A respected Chinese leaker known as Instant Digital claims Apple has quietly restarted “Project Bongo,” the long-paused effort to swap mechanical buttons for solid-state versions that vibrate to mimic a click. The scheme first reached iPhone 15 Pro prototypes before Apple scrapped it in 2024.
Beyond the iPhone
This time, Apple reportedly wants the technology across its entire mobile line, including iPad and Apple Watch. Industry sites note that next year’s iPhone 17 and Watch Series 11 are already deep in testing, so analysts expect the first haptic buttons to appear no earlier than 2026.

Lessons from a false start
Apple shelved the original design after lab tests showed false touches and higher-than-normal failure rates. Yet engineers kept filing patents that refined the concept, signaling the idea was merely on hold, not dead.
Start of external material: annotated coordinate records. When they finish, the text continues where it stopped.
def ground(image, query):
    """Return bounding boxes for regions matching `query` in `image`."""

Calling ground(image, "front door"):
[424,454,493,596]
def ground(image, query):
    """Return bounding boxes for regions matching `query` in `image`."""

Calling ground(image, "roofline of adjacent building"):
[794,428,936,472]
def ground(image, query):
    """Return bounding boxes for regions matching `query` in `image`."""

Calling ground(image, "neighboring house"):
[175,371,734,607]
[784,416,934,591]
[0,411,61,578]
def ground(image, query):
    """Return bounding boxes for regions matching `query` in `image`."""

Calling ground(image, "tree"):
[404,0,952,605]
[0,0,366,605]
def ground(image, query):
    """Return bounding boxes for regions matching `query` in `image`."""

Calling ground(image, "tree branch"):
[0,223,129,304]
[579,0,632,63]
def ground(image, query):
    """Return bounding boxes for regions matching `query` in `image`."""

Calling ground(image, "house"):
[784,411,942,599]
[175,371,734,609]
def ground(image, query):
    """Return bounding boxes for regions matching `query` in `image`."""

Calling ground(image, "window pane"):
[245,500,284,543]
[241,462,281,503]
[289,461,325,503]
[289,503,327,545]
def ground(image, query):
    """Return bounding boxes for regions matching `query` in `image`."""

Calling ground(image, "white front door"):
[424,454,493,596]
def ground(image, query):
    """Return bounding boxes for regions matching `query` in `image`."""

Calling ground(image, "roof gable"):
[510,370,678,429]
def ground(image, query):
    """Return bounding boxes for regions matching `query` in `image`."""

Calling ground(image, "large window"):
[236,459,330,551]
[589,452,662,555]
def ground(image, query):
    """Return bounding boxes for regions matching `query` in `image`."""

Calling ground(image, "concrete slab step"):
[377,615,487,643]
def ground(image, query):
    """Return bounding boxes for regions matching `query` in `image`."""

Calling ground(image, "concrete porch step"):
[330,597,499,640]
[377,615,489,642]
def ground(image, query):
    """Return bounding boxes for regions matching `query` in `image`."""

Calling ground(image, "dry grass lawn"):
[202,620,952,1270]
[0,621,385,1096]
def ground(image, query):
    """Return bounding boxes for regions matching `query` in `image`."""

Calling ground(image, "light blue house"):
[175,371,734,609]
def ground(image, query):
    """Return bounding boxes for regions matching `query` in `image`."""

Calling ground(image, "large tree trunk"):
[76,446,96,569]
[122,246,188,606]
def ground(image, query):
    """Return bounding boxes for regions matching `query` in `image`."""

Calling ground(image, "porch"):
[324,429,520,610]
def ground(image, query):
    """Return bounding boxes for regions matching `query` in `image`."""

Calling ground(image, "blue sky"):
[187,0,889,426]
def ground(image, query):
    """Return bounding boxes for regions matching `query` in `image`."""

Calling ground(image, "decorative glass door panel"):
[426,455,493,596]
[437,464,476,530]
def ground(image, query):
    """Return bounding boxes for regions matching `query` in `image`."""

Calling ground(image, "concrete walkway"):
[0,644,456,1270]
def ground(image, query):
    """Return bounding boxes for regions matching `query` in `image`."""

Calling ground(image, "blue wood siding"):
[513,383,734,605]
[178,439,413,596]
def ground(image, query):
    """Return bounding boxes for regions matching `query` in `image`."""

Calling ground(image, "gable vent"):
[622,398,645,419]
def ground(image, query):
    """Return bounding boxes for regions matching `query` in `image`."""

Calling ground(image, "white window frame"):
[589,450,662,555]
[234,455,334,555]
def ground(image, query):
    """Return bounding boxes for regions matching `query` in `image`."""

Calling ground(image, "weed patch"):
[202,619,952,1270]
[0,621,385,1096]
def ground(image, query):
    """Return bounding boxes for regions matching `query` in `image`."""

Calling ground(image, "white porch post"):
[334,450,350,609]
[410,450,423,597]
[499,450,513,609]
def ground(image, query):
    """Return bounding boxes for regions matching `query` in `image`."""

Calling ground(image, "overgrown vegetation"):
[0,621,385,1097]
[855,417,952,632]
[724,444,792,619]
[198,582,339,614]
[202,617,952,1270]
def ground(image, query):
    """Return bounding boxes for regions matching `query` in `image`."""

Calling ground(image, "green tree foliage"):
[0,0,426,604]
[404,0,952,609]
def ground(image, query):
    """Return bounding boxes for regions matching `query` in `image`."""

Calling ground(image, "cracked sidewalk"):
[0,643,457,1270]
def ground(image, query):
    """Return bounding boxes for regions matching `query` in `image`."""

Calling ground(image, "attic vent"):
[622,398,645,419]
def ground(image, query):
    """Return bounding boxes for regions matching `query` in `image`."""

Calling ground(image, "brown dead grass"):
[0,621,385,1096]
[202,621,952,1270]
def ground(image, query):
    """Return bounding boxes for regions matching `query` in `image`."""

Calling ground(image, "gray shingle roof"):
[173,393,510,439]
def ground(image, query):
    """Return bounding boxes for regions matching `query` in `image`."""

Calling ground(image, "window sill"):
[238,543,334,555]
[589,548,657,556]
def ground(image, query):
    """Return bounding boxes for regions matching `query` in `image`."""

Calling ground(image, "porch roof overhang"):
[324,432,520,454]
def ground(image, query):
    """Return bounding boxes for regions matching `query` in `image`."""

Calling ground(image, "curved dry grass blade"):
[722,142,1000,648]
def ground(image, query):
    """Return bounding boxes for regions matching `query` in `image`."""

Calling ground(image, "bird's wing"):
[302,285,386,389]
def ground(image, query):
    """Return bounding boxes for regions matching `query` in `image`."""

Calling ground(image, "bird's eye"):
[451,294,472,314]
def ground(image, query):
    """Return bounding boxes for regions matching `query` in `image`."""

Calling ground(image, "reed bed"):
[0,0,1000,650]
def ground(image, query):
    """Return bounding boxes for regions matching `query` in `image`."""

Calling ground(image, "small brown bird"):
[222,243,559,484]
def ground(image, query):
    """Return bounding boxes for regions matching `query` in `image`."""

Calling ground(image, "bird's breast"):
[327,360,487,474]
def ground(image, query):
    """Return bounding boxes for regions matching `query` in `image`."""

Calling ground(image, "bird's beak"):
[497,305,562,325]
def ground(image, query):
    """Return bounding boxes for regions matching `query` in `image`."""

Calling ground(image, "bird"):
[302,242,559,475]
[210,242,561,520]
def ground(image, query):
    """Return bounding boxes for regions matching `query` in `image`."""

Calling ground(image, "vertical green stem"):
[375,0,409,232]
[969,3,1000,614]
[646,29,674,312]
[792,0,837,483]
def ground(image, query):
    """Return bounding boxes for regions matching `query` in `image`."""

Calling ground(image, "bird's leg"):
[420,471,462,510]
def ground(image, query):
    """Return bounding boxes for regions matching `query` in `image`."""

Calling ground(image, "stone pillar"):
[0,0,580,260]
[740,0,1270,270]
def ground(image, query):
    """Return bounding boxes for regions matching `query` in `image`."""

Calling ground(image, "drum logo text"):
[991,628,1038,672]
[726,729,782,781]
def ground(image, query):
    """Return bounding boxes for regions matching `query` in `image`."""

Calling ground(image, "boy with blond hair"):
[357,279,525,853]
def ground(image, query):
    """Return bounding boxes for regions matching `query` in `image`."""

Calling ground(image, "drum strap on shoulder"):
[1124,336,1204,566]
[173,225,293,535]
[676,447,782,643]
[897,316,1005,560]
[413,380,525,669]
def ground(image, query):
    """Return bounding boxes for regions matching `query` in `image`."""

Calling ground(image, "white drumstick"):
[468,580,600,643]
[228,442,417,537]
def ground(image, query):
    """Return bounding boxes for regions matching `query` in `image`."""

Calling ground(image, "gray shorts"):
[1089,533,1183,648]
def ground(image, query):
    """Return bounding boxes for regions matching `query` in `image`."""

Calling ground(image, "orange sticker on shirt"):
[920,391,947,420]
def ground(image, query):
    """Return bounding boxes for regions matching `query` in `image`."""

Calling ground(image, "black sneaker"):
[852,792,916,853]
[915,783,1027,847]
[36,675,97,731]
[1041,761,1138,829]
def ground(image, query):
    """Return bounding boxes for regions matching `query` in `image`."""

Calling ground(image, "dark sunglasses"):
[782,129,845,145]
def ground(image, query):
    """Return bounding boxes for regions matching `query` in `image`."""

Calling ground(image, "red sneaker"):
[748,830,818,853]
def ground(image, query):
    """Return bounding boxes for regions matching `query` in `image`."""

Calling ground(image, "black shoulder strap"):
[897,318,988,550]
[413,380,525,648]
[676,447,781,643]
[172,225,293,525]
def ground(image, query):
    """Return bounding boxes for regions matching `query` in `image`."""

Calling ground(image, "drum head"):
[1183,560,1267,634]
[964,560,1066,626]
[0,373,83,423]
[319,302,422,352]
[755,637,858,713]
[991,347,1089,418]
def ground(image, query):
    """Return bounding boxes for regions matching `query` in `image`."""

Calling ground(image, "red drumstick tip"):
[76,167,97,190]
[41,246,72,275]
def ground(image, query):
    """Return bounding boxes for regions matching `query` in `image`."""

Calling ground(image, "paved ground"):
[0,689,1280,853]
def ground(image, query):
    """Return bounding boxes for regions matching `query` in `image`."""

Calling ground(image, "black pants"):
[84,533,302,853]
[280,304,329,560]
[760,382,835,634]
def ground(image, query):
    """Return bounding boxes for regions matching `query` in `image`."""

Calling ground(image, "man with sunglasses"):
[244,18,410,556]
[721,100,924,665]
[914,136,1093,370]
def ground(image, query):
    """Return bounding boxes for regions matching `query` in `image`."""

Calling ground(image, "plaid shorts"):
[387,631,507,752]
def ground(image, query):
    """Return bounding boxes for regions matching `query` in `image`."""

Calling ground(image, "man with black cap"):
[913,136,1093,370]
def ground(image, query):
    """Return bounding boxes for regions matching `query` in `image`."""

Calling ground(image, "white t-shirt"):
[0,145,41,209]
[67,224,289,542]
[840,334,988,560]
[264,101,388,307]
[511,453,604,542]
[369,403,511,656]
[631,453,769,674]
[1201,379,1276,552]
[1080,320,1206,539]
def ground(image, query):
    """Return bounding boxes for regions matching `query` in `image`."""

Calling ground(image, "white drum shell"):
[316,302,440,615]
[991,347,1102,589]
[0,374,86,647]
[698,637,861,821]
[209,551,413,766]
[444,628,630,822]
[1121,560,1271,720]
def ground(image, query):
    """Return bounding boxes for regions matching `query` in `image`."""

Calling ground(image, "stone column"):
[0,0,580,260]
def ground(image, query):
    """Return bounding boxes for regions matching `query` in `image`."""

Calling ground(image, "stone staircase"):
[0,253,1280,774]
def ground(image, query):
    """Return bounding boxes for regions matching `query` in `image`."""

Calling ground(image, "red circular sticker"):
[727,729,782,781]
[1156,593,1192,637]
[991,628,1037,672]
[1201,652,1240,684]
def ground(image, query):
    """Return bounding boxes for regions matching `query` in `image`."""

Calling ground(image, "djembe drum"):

A step toward portless devices
Solid-state controls would eliminate moving parts, tighten water resistance and create space for larger batteries. Moreover, paired with Apple’s MagSafe charging, haptic buttons inch the company closer to its long-rumored portless iPhone—a design that could simplify compliance with changing connector laws worldwide.
What happens next
Apple’s recent shift to hybrid inputs, such as the haptic camera key tipped for iPhone 16, shows the firm prefers gradual rollouts. If Project Bongo clears technical hurdles, users may soon feel the same silent “click” already found on MacBook trackpads—only this time on every side of their favorite devices.